Highlighting excerpts from George Frideric Handel’s dazzling 1724 operatic masterpiece, Giulio Cesare, the University of Toronto Faculty of Music’s Fall Baroque Academy provided ample occasions for emerging artists to shine. Although not always pressed to fullest conclusion by performers still understandably exploring the far-reaching parameters of expression and technique, opportunities for wholehearted engagement were vibrantly exploited. Trinity College Chapel rang with passion.

Encompassing an intense 5-day program of vocal coaching led by sopranos Nancy Argenta and Victoria’s Ingrid Attrot, joined by mezzo-soprano Krisztina Szabó, this, U of T’s third annual Academy unfolded on a delightfully uplifting succession of lofty high notes.
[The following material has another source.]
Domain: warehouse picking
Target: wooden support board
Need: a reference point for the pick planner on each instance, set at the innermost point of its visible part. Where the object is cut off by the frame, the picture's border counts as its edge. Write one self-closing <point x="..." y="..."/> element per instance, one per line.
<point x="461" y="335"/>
A featured lecture by Handel specialist Professor Mary Ann Parker complimented by intense drama counselling, a series of focused ½ hour aria-specific master classes with Opera Atelier Stage Director Marshall Pynkoski, gave expanded resonance to a uniquely perceptive presentation.

Supported by an unfailingly buoyant 12-player student ensemble, augmented by a handful of imported professionals, sensitively conducted from the ranks by guest Music Director Jeanne Lamon, the 14 members of founder Daniel Taylor’s remarkable Schola Cantorum took command of 11 distinct arias. Primarily featured as soloists, occasionally in duets, singers provided context, each précising moments of salient libretto, Giulio Cesare play by play.

Summoning a grand upsweep of harmony and stately rhythm, Lamon and associates opened with Cesare’s Overture, playing with a clarity and crispness that was to characterize virtually all that was to follow.

Centering the proceedings with a particularly poignant rendering of Handel’s inexpressibly sorrowful duet, Son nata a lagrimar (“I was born to weep”) mezzo-soprano Camille Rogers and countertenor Ryan McDonald movingly encapsulated the suffering of a loving mother and son cruelly forced to part, their voices intertwining, pure, caring, gently physical.

Anchoring an earlier vignette, emotionally opposed but equally pointed, soprano Anais Kelsey-Verdecchia contributed a deliciously snappy Non disperar (“Do not despair”), Cleopatra’s stinging reprimand to brother Ptolemy for offending noble Caesar with the impetuous young Egyptian’s violent ways. Slapping and pulling hair, counter-tenor Benjamin Shaw seated arms crossed, fuming in mute defiance, Kelsey-Verdecchia ranted and raged with exquisite fury, a sibling spat rendered simultaneously epic and intimate. Shaw’s handling of Sesto’s red hot vengeance aria, L’empio, sleale, indgno (“This perfidious, unworthy miscreant”) that followed sizzled with pent up rage.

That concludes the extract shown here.